Il en résulte que le poids des faits en vient à dominer des décisions prises au coup par coup et dans l’urgence tout en essayant parfois de se donner une légitimité théorique par référence à des doctrines restées largement prisonnières d’idées qui se sont sédimentées depuis la fin du XVIIIe siècle. S’il n’est pas mis un terme à cette manière de procéder, qui consiste souvent dans un assemblage de solutions sans réelle cohérence, la situation ne peut qu’aller en s’aggravant. Il s’agit par conséquent d’encourager l’audace intellectuelle des citoyens et de leurs représentants, autrement dit de prendre en considération et stimuler une capacité créatrice propre à inventer un nouveau lien social. C’est un choix crucial qu’il convient de faire.
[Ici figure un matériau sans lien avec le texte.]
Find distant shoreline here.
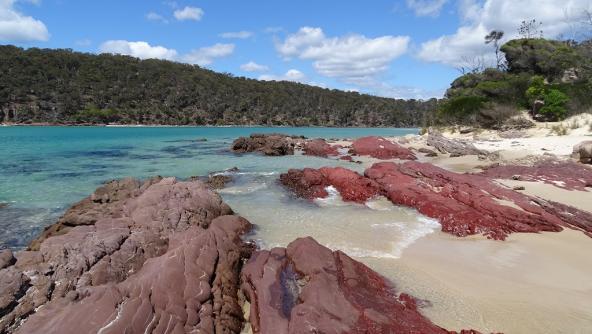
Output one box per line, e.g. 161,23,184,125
0,123,421,129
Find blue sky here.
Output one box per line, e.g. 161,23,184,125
0,0,592,98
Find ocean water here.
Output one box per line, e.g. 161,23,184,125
0,127,437,258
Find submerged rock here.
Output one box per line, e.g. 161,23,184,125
303,138,339,158
241,237,476,334
365,162,592,240
0,178,250,333
350,136,417,160
280,162,592,240
572,140,592,164
232,133,304,156
280,167,379,203
481,159,592,190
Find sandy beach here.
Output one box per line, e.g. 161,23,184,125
324,115,592,334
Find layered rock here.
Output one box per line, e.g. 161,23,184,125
572,140,592,164
365,162,592,240
280,162,592,240
481,159,592,190
241,237,462,334
280,167,379,203
350,136,417,160
427,131,487,157
302,138,339,158
0,178,250,333
231,133,304,156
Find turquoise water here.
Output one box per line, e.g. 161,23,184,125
0,127,417,248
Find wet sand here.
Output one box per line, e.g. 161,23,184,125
365,230,592,333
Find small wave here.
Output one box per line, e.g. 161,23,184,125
218,183,267,195
314,186,352,207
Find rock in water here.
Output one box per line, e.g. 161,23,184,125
232,133,304,156
303,138,339,158
280,167,379,203
427,131,487,157
280,161,592,240
350,136,417,160
572,140,592,164
0,178,250,334
241,237,468,334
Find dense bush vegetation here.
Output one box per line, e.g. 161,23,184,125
432,38,592,127
0,46,436,126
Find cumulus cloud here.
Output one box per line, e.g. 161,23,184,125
240,61,269,72
146,12,169,23
407,0,448,16
259,69,306,83
99,40,177,60
183,43,234,66
0,0,49,42
276,27,410,85
173,6,204,21
418,0,592,66
220,30,253,39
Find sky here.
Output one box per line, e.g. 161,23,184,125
0,0,592,99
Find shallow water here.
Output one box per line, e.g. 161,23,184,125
0,127,417,248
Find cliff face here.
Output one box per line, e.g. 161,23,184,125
0,46,436,127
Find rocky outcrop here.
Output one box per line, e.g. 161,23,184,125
481,159,592,190
280,167,379,203
280,162,592,240
349,136,417,160
303,138,339,158
232,133,304,156
241,237,468,334
572,140,592,164
427,131,487,157
0,178,250,333
365,162,592,240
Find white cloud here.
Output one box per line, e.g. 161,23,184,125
418,0,592,66
0,0,49,41
99,40,177,60
276,27,410,85
240,61,269,72
173,6,204,21
182,43,234,66
146,12,169,23
407,0,448,16
259,69,306,83
220,30,253,39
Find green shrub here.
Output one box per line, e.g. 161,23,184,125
438,96,486,123
539,89,569,120
526,75,545,105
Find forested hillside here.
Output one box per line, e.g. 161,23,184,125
0,46,437,127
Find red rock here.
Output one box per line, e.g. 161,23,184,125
0,178,250,334
481,159,592,190
303,138,339,158
241,237,462,334
280,167,379,203
350,136,417,160
365,162,592,240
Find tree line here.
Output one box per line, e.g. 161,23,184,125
0,45,437,127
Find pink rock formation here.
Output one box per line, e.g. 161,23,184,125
303,138,339,158
280,162,592,240
241,237,462,334
481,159,592,190
280,167,379,203
0,178,250,334
365,162,592,240
350,136,417,160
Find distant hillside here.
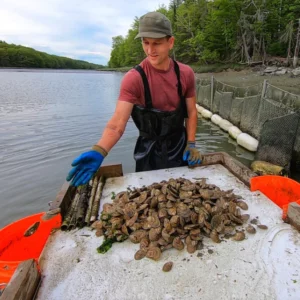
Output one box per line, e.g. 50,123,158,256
0,41,104,70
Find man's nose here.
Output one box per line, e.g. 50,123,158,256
148,45,154,54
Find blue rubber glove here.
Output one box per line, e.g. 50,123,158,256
66,145,107,186
183,142,202,166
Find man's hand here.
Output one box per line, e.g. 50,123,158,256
66,145,107,186
183,142,202,166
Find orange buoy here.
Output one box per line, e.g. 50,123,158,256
250,175,300,219
0,212,61,290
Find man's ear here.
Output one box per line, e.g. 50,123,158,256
168,36,175,50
Il s’agit, dans un monde global, de parvenir à maîtriser les finances publiques, d’éviter la « faillite » des Etats comme le risque que la solidarité sociale organisée par la collectivité publique en vienne à se réduire à sa plus simple expression voire même à disparaître. 

 

C’est non seulement le bien-être de tous mais plus encore l’équilibre général des sociétés contemporaines qui est en jeu au-delà de la question financière ou plutôt en filigrane de celle-ci.

 

C’est un nouveau modèle institutionnel et politique qui doit être imaginé, un modèle dessiné autour d’une structure financière publique qui ne sépare pas mais intègre les choix du partage de la dépense publique et de l’impôt, ce dernier étant lui-même fondé sur l’articulation de deux conceptions de la justice, distributive et redistributive ou encore de l’impôt sur le revenu et sur la consommation. En d’autres termes les transformations de l’Etat contemporain ont besoin d’être pensées en corrélation étroite avec les transformations du système financier public – et l’observation vaut vice-versa – selon une optique tout à la fois universaliste et particulariste, solidariste et individualiste. L’objectif est de fondre et d’organiser au sein d’un même ensemble des éléments relevant de modèles différents, aujourd’hui disparates ou considérés comme antagonistes, et ce dans le cadre d’un projet de société conciliant solidarité sociale et compétitivité au travers d’un équilibre dynamique.

 

En bref, une sortie de crise nécessite de cesser de développer des « cohérences aventureuses » 3 pour aller vers la création de systèmes financiers publics intégrés 4 du local à l’international et régulés dans le cadre d’une gouvernance globale transnationale.

 

Cette démarche intellectuelle s’impose d’autant plus aujourd’hui que la France est en pleine période de débats électoraux et que les propositions faites ici ou là demeurent tournées vers une approche à notre sens beaucoup trop parcellaire et éclatée.

 

Michel BOUVIER

 

 

1. No 106-2009.

  1. Milton et Rose FRIEDMAN, La liberté du choix, Belfond 1980.
  2. Selon l’expression de Roger Caillois.

4. Cf. notre éditorial du No 81-2003.